Easy A which also carries the modern echo of "easy lay" poses Olive as that favorite figure of movie fantasy: the fabulous babe whose sterling qualities only we, the audience, instantly recognize. (Audrey Hepburn played the role in half her movies.) Precocious every way but sexually, Olive has an unblemished school record, a fond, unforced relationship with her goofy, hippie parents (Stanley Tucci and Patricia Clarkson) and a discriminating taste in old films; she knows that the 1926 Lillian Gish adaptation of the Hawthorne novel has it all over the 1995 Demi Moore version. She's also a little lonely.
One Friday, she tells her busty BF Rhiannon (Aly Michalka) that she has a date with a community-college stud; in fact, she spends the weekend alone with her dog and a gift card that keeps playing Natasha Bedingfield's "Pocketful of Sunshine," which Olive begins by thinking is the "worst song ever" but by Sunday has giddily and exhaustively karaoked. Next day she white-lies to Rhiannon that, yes, she did It. The rumor spreads school-wide, and in no time Olive is notorious. Girls whisper their disapproval (read: envy), while a half-dozen or so untouchable boys, whether gay or just plain repugnant, pay her to pretend she's had sex with them. One boy who's not a party to these transaction claims Olive gave him Chlamydia. Someone else is guilty, but Olive gets the rap because she looks the part she's been cast in: she's taken to wearing a spangled bra and mesh stockings. Why shouldn't she be thought of as the scarlet harlot?

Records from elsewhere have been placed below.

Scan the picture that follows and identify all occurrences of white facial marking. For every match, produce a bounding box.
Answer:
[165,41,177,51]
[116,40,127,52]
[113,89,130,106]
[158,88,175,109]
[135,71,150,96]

In a framing device that's both very today and already overly familiar, Olive narrates the film as a webcam apologia for her bad behavior, or lack of it. (Note to Emmamaniacs: when she was 14, Stone created a PowerPoint presentation, titled "Project Hollywood 2004," to convince her Scottsdale, Ariz., parents that she should move to Los Angeles and try an acting career.) But like Nick and Norah's Infinite Playlist, (500) Days of Summer and other recent smarty-pants teen pictures, Easy A is indebted to the John Hughes comedies of the mid-'80s just with a little more attitude and a little less angst. Its cultural cues are mostly from old movies and pop music that speak less to the teens for whom Easy A is marketed than to the 30-something people who made it.
You could say the movie, like Olive, is older than its years. But that's okay, since this is one teen comedy that acknowledges the existence of adults: not just Olive's parents but her favorite teacher (Thomas Haden Church), his restless wife (Lisa Kudrow) and the frazzled principal (Malcolm McDowell, who in his early career starred in the Brit school-revolt movie If...). More than her classmates, these oldsters are Olive's true peers, because they realize that life is ever a battle between appearance and reality.
I have to say I waged my own battle against Easy A; its assurance rankled me. But I finally surrendered to the script's breezy intelligence and the movie's relatively mature sensibility. As for Emma Stone, she didn't have to win me over. She conquered me from the first A.